La Psicología Experimental ha encontrado algunas características en las personas con poder  social o político: 1-A mayor poder menor empatía. 2- Las personas poderosas también tienen  más probabilidades de actuar. Por ejemplo, son más propensas a eliminar cualquier estímulo que  les moleste del entorno. 3- Tienen tres veces más probabilidades de ofrecer ayuda a un extraño  en apuros, lo que se denomina el “efecto espectador” .  

También se ha visto que presentan un pensamiento más original y se dejan influenciar menos  por opiniones “expertas”. 

Un estudio reciente muestra los cinco trastornos de conducta más frecuentes entre directivos.  El trastorno obsesivo (darle vueltas a lo mismo) está asociado a la necesidad de asegurarse ante  decisiones difíciles. El trastorno asocial -con su falta de escrúpulos- a la necesidad de ser  distinto. El trastorno adictivo al deseo de probar. El trastorno histriónico -exageración de las  reacciones- al deseo de llamar la atención. El trastorno narcisista -creerse mejor- es un  compendio de la confirmación de esa creencia. 
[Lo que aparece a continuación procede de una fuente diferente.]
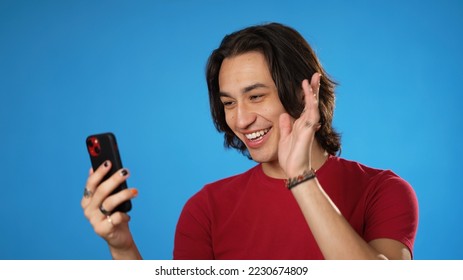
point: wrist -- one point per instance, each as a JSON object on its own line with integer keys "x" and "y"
{"x": 127, "y": 253}
{"x": 305, "y": 176}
En la Historia hay ejemplos de la forma en que el poder absoluto enloquece: Nerón, Calígula.  También de cómo personas con problemas mentales serios gobiernan grandes Estados  constitucionales: Theodore Roosvelt, Lyndon Johnson y Winston Churchill habían sufrido  trastorno bipolar durante sus mandatos, según varias investigaciones 

Hemos hablado de cómo el poder afecta a las personas sin patología psiquiátrica previa. En este  sentido no hay nada “puro”, según la forma de ser así se reacciona después ante los desafíos de  un liderazgo sea político, social o familiar. Si el poder es muy grande y duradero el reto es  mayor. Todos tenemos un pequeño poder sobre otro ser vivo. Reflexionemos sobre eso.